Die Präsidentschaftswahlen am 06.11.2013 gewann Staatspräsident Rahmon mit angeblich 86,6 Prozent der Stimmen. Echte Gegenkandidaten gab es nicht. Der Kandidatin der Opposition war es nicht möglich, ausreichend Stimmen zu sammeln, um sich als Präsidentschaftskandidatin aufstellen zu lassen. Deshalb stand sie nicht zur Wahl. Sowohl die Parlaments- als auch die Päsidentschaftswahlen wurden von der OSZE/ODIHR (Menschenrechtsorganisation der OSZE) beobachtet und heftig kritisiert.


Menschenrechte

Im Vergleich zur Zeit des Bürgerkriegs hatte sich die Menschenrechtslage zunächst deutlich verbessert. Tadschikistan hat alle wichtigen Menschenrechtskonventionen der Vereinten Nationen ratifiziert. Im regionalen Vergleich steht das Land relativ gut da. Insbesondere wurde 2009 ein „Beauftragter der Regierung für die Wahrung der Menschenrechte“ - ein sogenannter Ombudsmann – per Dekret des Präsidenten eingesetzt, der inzwischen eine arbeitsfähige Behörde aufgebaut hat. Dennoch bestehen Defizite (z.B. menschenunwürdige Bedingungen in Strafvollzugsanstalten). Sorge bereitet ein zunehmender Druck auf unabhängige Medien, gegen den die Beauftragte für die Freiheit der Medien der OSZE ebenso wie die EU sich bereits mehrfach ausgesprochen haben. Das Verhältnis zur Mehrheitsreligion in Tadschikistan, dem Islam, dem 98% der Bevölkerung angehören, ist von Kontrollbemühungen der Regierung und der teilweisen Unterdrückung als fundamentalistisch gebrandmarkter Religionsausübung gekennzeichnet. Eine Grundlage bildet das 2009 in Kraft getretene „Gesetz über Gewissensfreiheit und religiöse Organisationen“, das von OSZE und EU in vielen Punkten kritisiert wurde; im August 2011 trat trotz erheblicher in- und ausländischer Kritik ein „Gesetz über die Pflichten der Eltern in der Erziehung“ in Kraft, das u.a. die Teilnahme von Kindern und Jugendlichen bis zum 18. Lebensjahr an religiösen Zeremonien und Veranstaltungen jeglicher Art untersagt. Zudem werden theologische Studien im Ausland von der Zustimmung des Bildungsministeriums abhängig gemacht. Auch der Aufbau und die Arbeit der Zivilgesellschaft wird durch willkürliche Anwendung bestehender Regularien und Gerichtsurteile in Einzelfällen behindert.
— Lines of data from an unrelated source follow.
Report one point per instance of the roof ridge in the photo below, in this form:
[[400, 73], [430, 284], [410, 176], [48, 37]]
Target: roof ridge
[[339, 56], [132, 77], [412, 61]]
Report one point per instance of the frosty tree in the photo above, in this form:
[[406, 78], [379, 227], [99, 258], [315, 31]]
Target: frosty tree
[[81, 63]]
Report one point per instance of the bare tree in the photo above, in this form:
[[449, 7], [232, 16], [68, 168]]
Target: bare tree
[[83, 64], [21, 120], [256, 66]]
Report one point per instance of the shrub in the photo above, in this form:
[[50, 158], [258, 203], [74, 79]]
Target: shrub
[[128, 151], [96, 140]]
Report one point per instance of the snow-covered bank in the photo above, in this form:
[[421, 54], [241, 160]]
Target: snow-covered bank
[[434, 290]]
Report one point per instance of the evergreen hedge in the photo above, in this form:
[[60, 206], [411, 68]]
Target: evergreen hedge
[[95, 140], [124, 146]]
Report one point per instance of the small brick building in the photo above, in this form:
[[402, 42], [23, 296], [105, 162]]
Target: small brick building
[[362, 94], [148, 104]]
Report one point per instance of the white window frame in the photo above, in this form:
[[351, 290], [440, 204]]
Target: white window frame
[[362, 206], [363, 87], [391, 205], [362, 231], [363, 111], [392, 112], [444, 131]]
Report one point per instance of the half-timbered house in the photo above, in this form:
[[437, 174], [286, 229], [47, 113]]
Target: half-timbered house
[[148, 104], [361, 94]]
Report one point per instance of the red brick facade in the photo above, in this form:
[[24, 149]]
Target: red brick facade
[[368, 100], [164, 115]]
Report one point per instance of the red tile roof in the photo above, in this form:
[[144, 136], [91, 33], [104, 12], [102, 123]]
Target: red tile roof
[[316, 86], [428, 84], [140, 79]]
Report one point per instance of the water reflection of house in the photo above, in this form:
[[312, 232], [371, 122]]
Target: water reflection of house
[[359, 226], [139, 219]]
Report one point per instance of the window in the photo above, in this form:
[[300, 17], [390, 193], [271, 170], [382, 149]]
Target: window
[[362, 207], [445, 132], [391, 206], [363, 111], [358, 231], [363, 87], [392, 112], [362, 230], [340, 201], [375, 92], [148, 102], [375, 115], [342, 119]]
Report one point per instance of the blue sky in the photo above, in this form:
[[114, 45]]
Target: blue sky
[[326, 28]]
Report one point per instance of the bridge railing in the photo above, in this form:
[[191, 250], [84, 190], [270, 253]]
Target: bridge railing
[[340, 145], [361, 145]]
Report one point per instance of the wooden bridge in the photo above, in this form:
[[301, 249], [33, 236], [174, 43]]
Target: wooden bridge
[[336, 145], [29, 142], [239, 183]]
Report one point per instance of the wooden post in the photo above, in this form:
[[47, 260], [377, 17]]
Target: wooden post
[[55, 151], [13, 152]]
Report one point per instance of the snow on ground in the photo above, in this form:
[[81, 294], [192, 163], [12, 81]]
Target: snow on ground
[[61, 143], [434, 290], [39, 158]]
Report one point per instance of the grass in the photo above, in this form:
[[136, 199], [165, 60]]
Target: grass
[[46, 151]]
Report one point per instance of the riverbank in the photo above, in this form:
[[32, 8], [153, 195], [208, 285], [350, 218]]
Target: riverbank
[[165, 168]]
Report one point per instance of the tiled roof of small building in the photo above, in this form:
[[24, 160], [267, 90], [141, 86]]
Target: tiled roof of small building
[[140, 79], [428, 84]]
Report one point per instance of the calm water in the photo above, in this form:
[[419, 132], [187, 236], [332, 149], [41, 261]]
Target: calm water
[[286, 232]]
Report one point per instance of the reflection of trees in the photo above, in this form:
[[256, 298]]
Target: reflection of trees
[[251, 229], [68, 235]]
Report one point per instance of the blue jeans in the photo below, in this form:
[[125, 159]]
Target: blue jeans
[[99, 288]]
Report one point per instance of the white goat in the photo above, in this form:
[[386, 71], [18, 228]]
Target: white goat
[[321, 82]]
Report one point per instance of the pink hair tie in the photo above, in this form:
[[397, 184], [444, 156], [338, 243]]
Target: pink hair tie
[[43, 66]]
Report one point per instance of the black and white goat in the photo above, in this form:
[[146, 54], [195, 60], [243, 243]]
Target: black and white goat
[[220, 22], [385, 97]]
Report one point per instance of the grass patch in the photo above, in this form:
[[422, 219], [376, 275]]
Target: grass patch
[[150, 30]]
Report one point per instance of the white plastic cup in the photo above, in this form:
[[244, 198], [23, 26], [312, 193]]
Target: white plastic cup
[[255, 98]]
Tadschikistan hat die Verhängung und Vollstreckung der Todesstrafe kraft Gesetzes mit Rückwirkung zum 30. April 2004 ausgesetzt. Für Frauen ist die Todesstrafe gänzlich abgeschafft.

Tadschikistan hatte 2012 den Sonderberichterstatter für Folter sowie den Sonderberichterstatter für das Recht auf Gesundheit der Hochkommissarin für Menschenrechte eingeladen und gewährte ihnen im Rahmen ihrer Besuche weitgehend freien Zugang zu Haftanstalten und anderen geschlossenen Institutionen.

Seit dem Jahr 2012 wurde auch eine rechtlich wirksame Definition der Folter in den Gesetzeskanon aufgenommen, die Strafen für Folter wurden verschärft und inzwischen auch einzelne Fälle vor Gericht gebracht und abgeurteilt.



Hinweis

Dieser Text stellt eine Basisinformation dar. Er wird regelmäßig aktualisiert. Eine Gewähr für die Richtigkeit und Vollständigkeit der Angaben kann nicht übernommen werden.